On the day that the masked hordes descended on 24 Sussex, the government was busy banning masks of a different sort: Bill C-309, which makes it "an offence to wear a mask or other disguise to conceal one's identity while taking part in a riot or an unlawful assembly," passed third reading in the House of Commons. If it survives the Senate, anyone who's caught wearing a mask during a riot faces up to 10 years in the clink.

Blake Richards, the Conservative MP who sponsored the private member's bill, said that C-309 "is going to further strengthen our laws, protecting public safety by deterring trouble-makers and others who are looking to use public gathering of any type to instigate riots or unlawful assemblies." It is intended to put a stop to the kind of reprehensible behaviour on display during the Stanley Cup riots in Vancouver.

Really, with so many other pressing issues calling for the government's attention, is there any need to criminalize mask-wearing? As the Globe's story on C-309 points out, it's already illegal to wear a mask while committing a crime. Interestingly, if you look at the photos released by Vancouver police this summer of 10 Stanley Cup rioters still at large, only two of them had their faces obscured in any way.

Mr. Richards says the proposed law isn't intended to have any effect on how people behave, or dress, at a lawful protest. But what happens when you're wearing a scarf over your face at some calm demonstration and suddenly things turn ugly? What if you went to a rally and ended up at a riot? Are you then a criminal?

Critics of the bill say it might hinder people's right to protest anonymously. If you're at a politically sensitive demonstration, there is good reason you might not want your spouse, your mom or your employer (let's say it's a major newspaper that sounds like Groan and Wail) to know you're there. Not everyone who wants to protect their identity is a rock-throwing anarchist.

We're deeply unsettled by masks, a fact that has allowed the makers of Friday the 13th Parts 1 through 7,000 to become rich. We sense that faces are incapable of lying, where words are much more slippery. You see this apprehension every time a story about veiled women arises: We may couch the argument in cultural terms, but underneath there's a suspicion of hidden motives and murky intent.

Bill C-309 isn't about citizenship ceremonies or cultural tension, it's about politics and protest. It's become increasingly common for protesters to disguise themselves with scarves or the ubiquitous Anonymous masks. During last year's Occupy Wall Street rallies, several people who had covered their faces were arrested under a little-known 167-year-old New York law that prevents two or more masked people from gathering in the same place. That law is now being challenged in court, The New York Times reported last week.

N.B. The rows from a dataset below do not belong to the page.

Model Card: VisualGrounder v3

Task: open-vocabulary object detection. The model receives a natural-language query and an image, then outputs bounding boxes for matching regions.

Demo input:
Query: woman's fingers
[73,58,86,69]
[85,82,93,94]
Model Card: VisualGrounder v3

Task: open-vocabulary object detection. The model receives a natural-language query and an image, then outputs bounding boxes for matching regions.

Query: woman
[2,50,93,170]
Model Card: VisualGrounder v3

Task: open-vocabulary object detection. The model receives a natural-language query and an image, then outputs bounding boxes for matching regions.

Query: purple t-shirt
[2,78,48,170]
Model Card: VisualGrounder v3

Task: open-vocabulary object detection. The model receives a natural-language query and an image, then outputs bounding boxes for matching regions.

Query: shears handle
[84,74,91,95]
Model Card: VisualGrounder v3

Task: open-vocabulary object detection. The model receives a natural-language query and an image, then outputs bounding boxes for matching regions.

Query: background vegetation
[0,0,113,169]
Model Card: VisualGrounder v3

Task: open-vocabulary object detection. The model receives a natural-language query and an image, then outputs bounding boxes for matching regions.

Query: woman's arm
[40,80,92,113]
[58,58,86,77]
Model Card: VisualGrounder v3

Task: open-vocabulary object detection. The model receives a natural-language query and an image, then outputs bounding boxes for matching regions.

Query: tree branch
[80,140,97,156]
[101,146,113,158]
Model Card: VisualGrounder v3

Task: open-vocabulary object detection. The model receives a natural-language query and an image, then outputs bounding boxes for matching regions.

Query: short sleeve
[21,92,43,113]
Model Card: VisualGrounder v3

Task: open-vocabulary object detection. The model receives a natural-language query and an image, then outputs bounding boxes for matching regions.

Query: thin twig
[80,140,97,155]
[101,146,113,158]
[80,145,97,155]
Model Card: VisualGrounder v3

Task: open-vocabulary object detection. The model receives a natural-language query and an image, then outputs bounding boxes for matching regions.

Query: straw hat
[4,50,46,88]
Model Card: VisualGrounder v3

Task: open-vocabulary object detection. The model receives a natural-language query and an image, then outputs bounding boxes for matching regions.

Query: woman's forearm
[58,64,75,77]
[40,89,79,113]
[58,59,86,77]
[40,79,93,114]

In England, it's common to see signs on the doors of malls and movie theatres: Remove your hoods before entering. Hoods are not suddenly a fashion faux pas, but they do hide faces from CCTV cameras. Even if the hoodie has done nothing wrong, the assumption is that he might, in which case his face should be on camera. Increasingly, surveillance and facial-recognition technology are part of everyday life – in advertising, in retailing and, yes, in political protest. For the people watching the protesters, a hidden face is one that can't be tagged and identified. When Minnesota Senator Al Franken worried publicly about the FBI's new facial-recognition technology – that it "could be abused to identify protesters at rallies and target them for selective jailing" – was he being paranoid or prescient?

Perhaps Mr. Richards' bill will only ever be used for its expressed purpose – to deter criminal activity. Maybe it won't have a chilling effect on protest, and maybe no one will be wrongly caught in its net. But I wouldn't want to bet 10 years of my life on it.